LimitationsSome limitations should be acknowledged. First, this is a cross-sectional study, therefore it does not allow for causal associations. Secondly, the sample is rather small, which precluded its stratification in more than two age intervals; this stratification would eventually allow for a more thorough analysis. The effect of the small sample size was also felt in the frail (n=21) individuals, hampering the possibility of conducting a separate multivariate analysis on this group. For the same reason, the 37 participants who were excluded for not having FP could not be used to contrast our findings, as only six were 65 years or older. Also, body composition was assessed solely on the basis of anthropometric measurements, namely MAMC and BMI, as the conditions of the study setting, as well as the research logistics, did not allow for easy access to other assessment methods. However, the anthropometric measurements that led to the definition of MAMC and BMI were conducted by the same experienced registered nutritionist to avoid inter-observer errors. Finally, only the Fried phenotype was used to assess frailty. It would be interesting to study the effect of other frailty constructs, such as the multidimensional frailty classifications, as it is known that different measures can affect the proportion of HF individuals classified as frail and pre-frail.1
Despite the described limitations, this is, to our knowledge, the first study comparing older and younger individuals with concomitant FP and HF, and we hope it can contribute to broadening the view of FP in HF beyond the classical aspects of a geriatric syndrome.
ConclusionsThe general scarcity of significant differences in nutritional and clinical statuses between younger and older HF patients with FP suggests that frailty should be assessed in all HF patients, regardless of their chronological age.
Low HGS is a good predictor of older age and can potentially help differentiate younger individuals with accelerated myopathy, but studies regarding HGS on HF populations are needed in order to establish cut-offs associated with the progression of FP, especially regarding the onset of impaired muscle strength at younger ages.

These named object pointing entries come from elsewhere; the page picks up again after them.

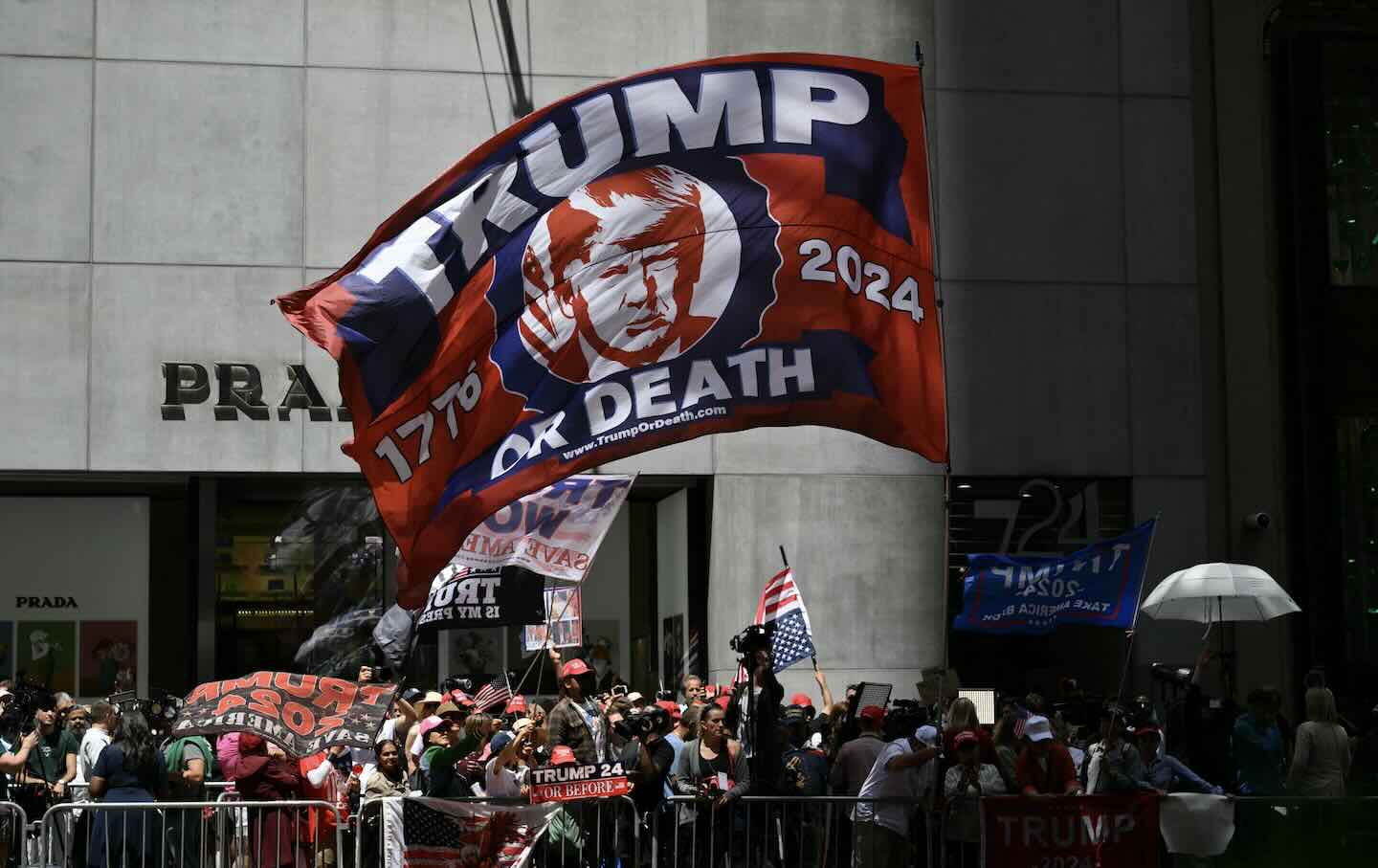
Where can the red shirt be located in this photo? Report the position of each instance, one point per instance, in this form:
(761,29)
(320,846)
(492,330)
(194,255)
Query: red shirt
(1053,779)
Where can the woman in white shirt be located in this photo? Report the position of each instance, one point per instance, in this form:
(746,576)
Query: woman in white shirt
(509,771)
(1321,762)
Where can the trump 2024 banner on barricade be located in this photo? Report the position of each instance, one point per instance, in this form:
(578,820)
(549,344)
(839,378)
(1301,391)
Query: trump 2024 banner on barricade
(1102,831)
(302,714)
(554,532)
(720,245)
(573,783)
(1097,586)
(470,598)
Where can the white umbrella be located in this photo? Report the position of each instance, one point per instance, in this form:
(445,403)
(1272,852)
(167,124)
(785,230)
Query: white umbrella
(1217,592)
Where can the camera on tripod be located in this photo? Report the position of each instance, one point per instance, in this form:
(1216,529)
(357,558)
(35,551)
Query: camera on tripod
(641,723)
(755,636)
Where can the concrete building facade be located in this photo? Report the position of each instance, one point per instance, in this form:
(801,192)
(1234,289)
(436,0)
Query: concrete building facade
(169,166)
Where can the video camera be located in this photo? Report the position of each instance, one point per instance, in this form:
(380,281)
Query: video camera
(17,715)
(160,708)
(752,638)
(639,723)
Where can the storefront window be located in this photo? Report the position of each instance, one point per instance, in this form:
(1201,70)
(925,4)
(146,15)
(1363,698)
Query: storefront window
(1359,523)
(1352,165)
(298,576)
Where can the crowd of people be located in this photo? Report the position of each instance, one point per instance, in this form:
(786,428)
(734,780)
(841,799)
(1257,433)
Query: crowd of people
(914,773)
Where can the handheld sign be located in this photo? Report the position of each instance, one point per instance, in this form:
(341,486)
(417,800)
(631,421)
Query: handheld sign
(573,783)
(467,598)
(302,714)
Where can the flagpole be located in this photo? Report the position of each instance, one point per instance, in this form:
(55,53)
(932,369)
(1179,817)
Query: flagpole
(947,416)
(1133,626)
(814,657)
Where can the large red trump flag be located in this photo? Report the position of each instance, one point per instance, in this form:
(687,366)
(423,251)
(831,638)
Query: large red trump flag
(711,247)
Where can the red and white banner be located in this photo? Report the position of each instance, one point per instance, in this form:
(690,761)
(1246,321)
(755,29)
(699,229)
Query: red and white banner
(1102,831)
(554,532)
(575,783)
(440,834)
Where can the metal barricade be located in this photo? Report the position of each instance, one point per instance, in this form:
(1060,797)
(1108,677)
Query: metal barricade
(797,831)
(14,833)
(586,833)
(191,834)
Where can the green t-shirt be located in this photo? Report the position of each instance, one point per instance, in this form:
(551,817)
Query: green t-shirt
(49,759)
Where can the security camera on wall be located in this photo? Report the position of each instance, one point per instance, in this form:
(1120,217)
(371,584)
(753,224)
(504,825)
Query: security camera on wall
(1258,521)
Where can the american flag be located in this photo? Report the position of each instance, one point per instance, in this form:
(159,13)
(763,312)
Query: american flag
(1021,718)
(498,691)
(782,602)
(440,834)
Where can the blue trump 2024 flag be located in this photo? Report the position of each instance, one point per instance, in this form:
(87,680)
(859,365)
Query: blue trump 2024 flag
(1096,586)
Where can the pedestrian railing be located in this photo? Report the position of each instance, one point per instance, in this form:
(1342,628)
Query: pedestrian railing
(694,833)
(191,834)
(604,831)
(14,827)
(797,831)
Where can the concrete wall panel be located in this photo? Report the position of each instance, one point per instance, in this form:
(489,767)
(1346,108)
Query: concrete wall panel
(1036,379)
(322,439)
(1011,44)
(375,140)
(52,27)
(197,165)
(44,345)
(209,31)
(811,450)
(1155,47)
(692,457)
(867,553)
(1030,188)
(885,31)
(1159,194)
(408,34)
(1165,367)
(611,37)
(144,316)
(44,159)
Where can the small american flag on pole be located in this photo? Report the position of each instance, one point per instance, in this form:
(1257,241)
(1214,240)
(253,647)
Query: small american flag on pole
(498,691)
(783,605)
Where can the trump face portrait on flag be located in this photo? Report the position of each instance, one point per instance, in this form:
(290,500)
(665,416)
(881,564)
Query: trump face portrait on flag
(625,273)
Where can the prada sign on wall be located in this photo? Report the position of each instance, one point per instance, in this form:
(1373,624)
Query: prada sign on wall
(238,393)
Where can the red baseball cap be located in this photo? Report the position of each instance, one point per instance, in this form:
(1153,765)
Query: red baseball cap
(563,757)
(575,667)
(670,708)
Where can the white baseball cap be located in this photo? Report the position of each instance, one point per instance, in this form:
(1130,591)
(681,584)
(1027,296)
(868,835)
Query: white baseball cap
(1038,729)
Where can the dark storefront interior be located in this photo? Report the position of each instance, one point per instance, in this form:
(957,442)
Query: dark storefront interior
(1326,138)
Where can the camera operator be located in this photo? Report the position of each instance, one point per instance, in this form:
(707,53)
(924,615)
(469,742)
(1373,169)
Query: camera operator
(754,711)
(576,721)
(647,757)
(53,762)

FundingThis work was supported by Portuguese funds through the Fundação para a Ciência e Tecnologia I.P (FCT), within CINTESIS R&D Unit [reference number UIDB/4255/2020]; Project “AdHeart – Engage with your heart: Improving therapeutic adherence with a telemonitoring system for chronic heart failure patients” [grant number NORTE-01-0145-FEDER-032069] was financed by the European Regional Development Fund (ERDF) through Programa Operacional Regional do Norte (NORTE 2020) and by Portuguese funds through FCT; Project “Deus ex Machina (DeM) – Simbiotic Technology for societal efficiency gains” [grant number NORTE-01-0145-FEDER-000026] was financed by NORTE 2020 under PORTUGAL 2020; RV was financed by FCT through NORTE 2020 [grant number SFRH/BD/143462/2019].
Conflict of interestThe authors declare that there is no conflict of interest.